Personal information
- Full name: James E. Lawn
- Date of birth: 5 May 1902
- Date of death: 10 August 1972 (aged 70)
- Original team(s): Camberwell
- Height: 180 cm (5 ft 11 in)
- Weight: 83 kg (183 lb)

Playing career^{1}
- Years: Club / Games (Goals)
- 1923–1925: Collingwood / 35 (37)
- ^{1} Playing statistics correct to the end of 1925.

= Jim Lawn =

Australian rules footballer, born 1902

James E. Lawn (5 May 1902 – 10 August 1972) was an Australian rules footballer who played with Collingwood in the Victorian Football League (VFL).

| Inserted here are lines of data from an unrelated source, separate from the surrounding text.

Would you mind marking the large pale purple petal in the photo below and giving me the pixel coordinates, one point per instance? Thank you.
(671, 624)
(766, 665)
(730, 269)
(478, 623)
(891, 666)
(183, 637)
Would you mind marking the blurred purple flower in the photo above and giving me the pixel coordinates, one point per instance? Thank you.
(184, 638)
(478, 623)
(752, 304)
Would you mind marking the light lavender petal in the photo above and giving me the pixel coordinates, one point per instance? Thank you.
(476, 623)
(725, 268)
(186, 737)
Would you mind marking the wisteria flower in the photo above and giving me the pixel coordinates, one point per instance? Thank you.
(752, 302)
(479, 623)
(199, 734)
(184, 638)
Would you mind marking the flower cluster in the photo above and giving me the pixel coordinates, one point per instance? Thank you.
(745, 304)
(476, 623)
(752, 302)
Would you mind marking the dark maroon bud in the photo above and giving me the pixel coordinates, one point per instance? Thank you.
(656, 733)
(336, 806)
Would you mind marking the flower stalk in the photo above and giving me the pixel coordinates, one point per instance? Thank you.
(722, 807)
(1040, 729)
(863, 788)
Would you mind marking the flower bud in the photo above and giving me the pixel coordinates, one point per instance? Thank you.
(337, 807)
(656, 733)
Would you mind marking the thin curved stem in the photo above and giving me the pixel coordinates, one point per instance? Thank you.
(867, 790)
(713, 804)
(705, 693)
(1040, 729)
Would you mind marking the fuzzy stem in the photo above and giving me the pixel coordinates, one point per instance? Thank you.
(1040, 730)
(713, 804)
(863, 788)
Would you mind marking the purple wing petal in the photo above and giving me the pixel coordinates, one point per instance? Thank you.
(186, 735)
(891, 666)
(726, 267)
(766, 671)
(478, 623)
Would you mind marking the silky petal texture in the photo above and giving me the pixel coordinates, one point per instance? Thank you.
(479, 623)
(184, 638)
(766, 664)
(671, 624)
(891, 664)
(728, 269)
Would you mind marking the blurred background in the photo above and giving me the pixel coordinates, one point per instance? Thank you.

Lawn was at Collingwood for three seasons and was recruited from Camberwell. His final game for Collingwood was the 1925 VFL Grand Final, which he played from a half forward flank. Collingwood lost to Geelong by 10 points.

Lawn was appointed as captain-coach of Yallourn in 1926, but was initially refused a clearance from Collingwood. Lawn was then captain-coach of Yallourn's 1926 Central Gippsland Football Association's premiership.

Lawn returned to Camberwell and played 108 games and kicked 258 goals between 1927 and 1933. Lawn was captain-coach in 1929 and also won the club best and fairest award.

Lawn played for Yarraville in 1931, then returned to Camberwell in 1932.